According to tradition, Christianity in India(Kerala was founded by Saint Thomas the Apostle, who landed on the Malabar Coast, at Maliankara near Cranganore (Kodungallur), in 52 AD. Why precisely in 52 is difficult to say, but this date is firmly held in the present traditio communis of the St Thomas Christians. For how long the date has been established is an interesting question in itself. The modern Malayalam ballad Thomas Ramban Pattu (“The Song of the Lord Thomas”), which gives absolutely precise data about the details of the Apostle’s activity, dates his arrival to 50 AD, in the month of Dhanu (December), and his death in Mylapore (Mailapuram) to 72 AD, on the 3rd day of the month of Karkadakam (July), corresponding to the traditional memorial day of the Apostle in the Syrian Churches, at 4:50 p.m. However, this apparently reflects a later tradition. Recently we found an earlier tradition in a palm-leaf manuscript belonging to the collection of the Syro-Malabar Major Archbishop's House in Ernakulam, which, among eighteen Malayalam apocrypha, also contains the Malayalam version of the Acts of Thomas. The seventeenth-century redactor's note to this apocryphon dates the death of Saint Thomas to December 21 and says that on that very day the Apostle's memorial day (Dukhrana) was universally celebrated in the Malankara Church.
On his arrival - so tradition holds - the Apostle converted several Brahmin families, from whom a good part of the present-day Nazranies descend, and founded seven churches: Maliankara (Kodungallur or Cranganore), Palayur, Kottakavu (North Parur), Kokamangalam (Pallipuram), Niranam, Chayal and Kollam (Quilon).

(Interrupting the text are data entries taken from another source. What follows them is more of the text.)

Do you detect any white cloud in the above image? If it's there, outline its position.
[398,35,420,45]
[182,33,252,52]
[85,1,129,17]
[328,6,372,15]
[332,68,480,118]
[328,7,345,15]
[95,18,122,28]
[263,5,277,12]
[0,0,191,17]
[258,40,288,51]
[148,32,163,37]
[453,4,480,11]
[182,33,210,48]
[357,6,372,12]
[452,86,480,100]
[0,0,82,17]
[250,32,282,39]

There is a beautiful story vividly recounted among the local Christians and invoked in many books about the foundation of the Palayur church, not far from Cranganore where Saint Thomas is believed to have landed, and close to Guruvayur, the famous centre of Krishna worship. According to this tradition, the Apostle arrived there and found several nambudhiri (or namputhiri) Brahmins (that is, Kerala Brahmins) bathing in a tank and throwing up handfuls of water as an offering to their sun-god. He asked them whether they were able to throw the water up so that it could stay suspended in the air without falling back down, as a proof that their god had accepted it. The Brahmins replied this was impossible; the Apostle performed a miracle and the water remained in the air, proving that Christ had accepted the offering. This convinced the Brahmins, who accepted baptism from the Apostle in the same tank. Their temple was transformed into a Christian church, while those who stuck to their Hindu faith fled from the place. They cursed the land and called it Chapakatt (Chowghat in the Anglicised version, now Chavakkad), “the Cursed Forest.”
Later the Apostle went to the eastern Coromandel Coast, where he also converted people, and finally died on the Little Mount in Mylapore, nowadays a suburb of Chennai (Madras). There are several versions of the details of the Apostle’s death. The point that Saint Thomas died a martyr’s death, speak about furious Brahmins who pierced the Apostle with a lance, either when he was praying in rapture in a cave or when he destroyed, by means of his cross, a temple dedicated to the goddess Kali. His tomb is venerated in Mylapore up to the present day, and pilgrimage to the tomb has always been an important element in the religious life of the St Thomas Christian community.